By Trey Jones, Senior Software Engineer, Search Platform, The Wikimedia Foundation
A question that has been near and dear to the hearts of fans of Wikidata and the Wikidata Query Service (WDQS) for many years is: What are the world’s largest cities with a woman as mayor? (No really! The Wikiquote page for Wikidata includes a quote from and a link to a 2015 mailing list message from Markus Krötzsch saying he’d been using it as an example for years. It was mentioned in a TechCrunch article all the way back in 2012 and has come up more recently in an October 2019 interview in Newfoundland Quarterly, and a February 2020 article in Wired.)
It seems like a straightforward question, and, if you think about it, all of the information needed to answer it should be right there in English Wikipedia. The largest cities in the world should have articles that list their mayors, and there’s already a list of the largest cities in the world. For each city, we can just open the city’s article, see who the current mayor is, and note whether or not the mayor is a woman.
Great! Let’s say we only want the ten largest cities with women mayors. After going through the eleven largest cities on the list, we find the largest city with a woman as mayor is Tokyo (Governor Yuriko Koike)—oh, yeah, we would have to figure out that the equivalent of “mayor” in Tokyo uses the title “governor,” and if we aren’t conversant with Japanese names, we’ll have to look up that “Yuriko” is a woman’s name. Okay, that’s one!
The next two largest cities with women as mayor are Mumbai (Mayor Kishori Pednekar) and Mexico City (Mayor Claudia Sheinbaum). They are 14th and 32nd on the list. This is clearly going to take a while!
Unfortunately, there’s another wrinkle: the English Wikipedia list of largest cities only lists 79, and we are going to need more than that to find ten with mayors who are women.
You have probably guessed that there is a much better method to get to the information on women mayors faster and more easily using Wikidata and WDQS.
One of the main aims of Wikidata is to represent knowledge in a way that is computable—that is, amenable to automatic processing. Wikipedia already contains a lot of information; much of it is reasonably easy for a human to understand—though some of the more esoteric bits are decidedly not—but it’s not at all readily crunchable by a computer.

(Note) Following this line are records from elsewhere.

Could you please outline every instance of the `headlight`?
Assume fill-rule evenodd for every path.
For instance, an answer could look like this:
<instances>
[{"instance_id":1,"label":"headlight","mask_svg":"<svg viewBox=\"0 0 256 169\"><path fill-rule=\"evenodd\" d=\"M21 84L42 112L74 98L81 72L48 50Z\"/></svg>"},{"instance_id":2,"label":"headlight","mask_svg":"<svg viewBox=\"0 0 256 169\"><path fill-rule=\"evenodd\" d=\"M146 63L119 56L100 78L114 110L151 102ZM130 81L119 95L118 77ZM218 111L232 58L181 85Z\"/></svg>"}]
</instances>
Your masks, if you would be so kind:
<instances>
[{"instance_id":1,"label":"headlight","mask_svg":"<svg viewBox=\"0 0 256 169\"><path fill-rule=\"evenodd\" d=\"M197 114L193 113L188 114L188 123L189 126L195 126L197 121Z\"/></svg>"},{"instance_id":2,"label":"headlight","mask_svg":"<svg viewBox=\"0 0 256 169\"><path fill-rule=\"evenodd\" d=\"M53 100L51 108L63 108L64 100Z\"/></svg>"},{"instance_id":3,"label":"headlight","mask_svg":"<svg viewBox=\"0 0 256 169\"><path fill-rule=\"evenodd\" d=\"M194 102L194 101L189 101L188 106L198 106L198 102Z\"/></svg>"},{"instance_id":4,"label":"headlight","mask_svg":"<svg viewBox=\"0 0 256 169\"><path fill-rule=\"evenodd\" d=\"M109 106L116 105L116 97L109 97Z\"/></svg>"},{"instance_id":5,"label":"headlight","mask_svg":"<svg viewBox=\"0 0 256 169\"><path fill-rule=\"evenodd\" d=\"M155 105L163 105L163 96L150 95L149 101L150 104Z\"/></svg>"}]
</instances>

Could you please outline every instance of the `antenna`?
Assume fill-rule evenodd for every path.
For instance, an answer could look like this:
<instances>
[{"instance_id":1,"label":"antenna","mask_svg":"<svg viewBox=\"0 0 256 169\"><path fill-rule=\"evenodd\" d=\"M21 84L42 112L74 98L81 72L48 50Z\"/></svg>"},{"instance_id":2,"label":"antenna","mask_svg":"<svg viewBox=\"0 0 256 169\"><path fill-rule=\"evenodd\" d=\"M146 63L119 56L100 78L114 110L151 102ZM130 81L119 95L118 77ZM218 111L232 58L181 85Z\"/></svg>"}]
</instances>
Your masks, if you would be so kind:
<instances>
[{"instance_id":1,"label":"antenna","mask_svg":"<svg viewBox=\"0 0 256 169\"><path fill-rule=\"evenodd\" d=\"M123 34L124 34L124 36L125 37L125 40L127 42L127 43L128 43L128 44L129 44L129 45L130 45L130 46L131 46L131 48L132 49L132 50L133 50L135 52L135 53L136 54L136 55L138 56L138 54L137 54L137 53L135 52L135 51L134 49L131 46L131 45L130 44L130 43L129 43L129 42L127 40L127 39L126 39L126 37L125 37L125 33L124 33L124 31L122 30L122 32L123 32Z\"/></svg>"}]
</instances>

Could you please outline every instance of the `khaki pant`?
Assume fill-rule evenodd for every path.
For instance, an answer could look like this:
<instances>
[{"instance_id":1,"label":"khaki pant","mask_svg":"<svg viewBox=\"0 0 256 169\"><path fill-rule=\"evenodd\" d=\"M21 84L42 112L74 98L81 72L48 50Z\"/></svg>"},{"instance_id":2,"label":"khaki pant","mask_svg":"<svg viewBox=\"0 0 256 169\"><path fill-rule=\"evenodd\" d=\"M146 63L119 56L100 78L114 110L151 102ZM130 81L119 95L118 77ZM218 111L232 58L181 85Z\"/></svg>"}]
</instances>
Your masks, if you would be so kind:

Another project, DBpedia, has a similar aim by way of a more ambitious method—automatically extracting information directly from Wikipedia. But natural human languages are hard, and extracting information from text will always be, at least to some degree, language-dependent. Even infoboxes, which on-wiki are used to present a human-readable summary of key information, can be too noisy for perfectly accurate automated processing—because humans always allow for exceptions, extensions, and unexpected variations—and the details of infoboxes vary across wikis. With lots of clever heuristics and post-extraction cleanup, you can get pretty far with automated extraction, but it requires a lot of sophistication and a fair amount of manual effort.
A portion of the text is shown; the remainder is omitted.